Homework 8: Dash-ing trough some tasks.
Modify the dash shell to execute programs.
This homework is worth 15 points.
Goals
When you finish this homework you should:
- Worked with fork, exec and wait
- Worked with dup
Assignment
Continue to work the dash shell. Add the following features
- Execute a process. If the user enters a command other than a dash built-in, your shell should attempt to locate and execute the corresponding program.
- Use the environment variable DASH_PATH which is a colon separated list of directories to locate executable with the given name.
- For each directory named in DASH_PATH check to see if an executable file matching the command is given. If so execute that process.
- DASH_PATH should provide the search order for your shell. The first directory listed should be searched first.
- If a command is not found, print a corresponding error message.
- Do not attempt to execute files with a matching name that are not executable for the user.
- Allow processes to be executed with command line arguments.

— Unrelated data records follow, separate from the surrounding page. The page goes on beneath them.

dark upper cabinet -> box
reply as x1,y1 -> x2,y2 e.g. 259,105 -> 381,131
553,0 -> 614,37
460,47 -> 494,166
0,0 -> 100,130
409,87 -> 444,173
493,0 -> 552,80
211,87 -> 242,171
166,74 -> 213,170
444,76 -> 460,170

- Any arguments not consumed by dash ( &, < file , > file) should be passed along to the process.
- The current environment should be passed along to the process.
- Allow processes to be executed in the background
- Under normal operation the shell should wait until the child exits before returning the prompt.
- if the final argument is an & the process should be started and the shell should not wait.
- The shell should keep a list of processes running in the background
- Add a dash build-in command TASKS which prints a list of background jobs.
- This should include:
- The process ID
- The name of the command.
- Allow a process to redirect input and output.
- If a command string contains <, the user would like the next argument (if it exists) to be used in place of standard in.
- If a command string contains >, the user would like the next argument to be used in place of standard out.
- If the redirect symbol is not followed by an additional argument, dash should print an error.
Submission
Email a copy of the C code to complete the final task to your instructor by class time. If your code consists of a single file, the source code will be sufficient, if the code is in multiple files, you should submit a tar file containing the source code and a make configuration file required to build the project.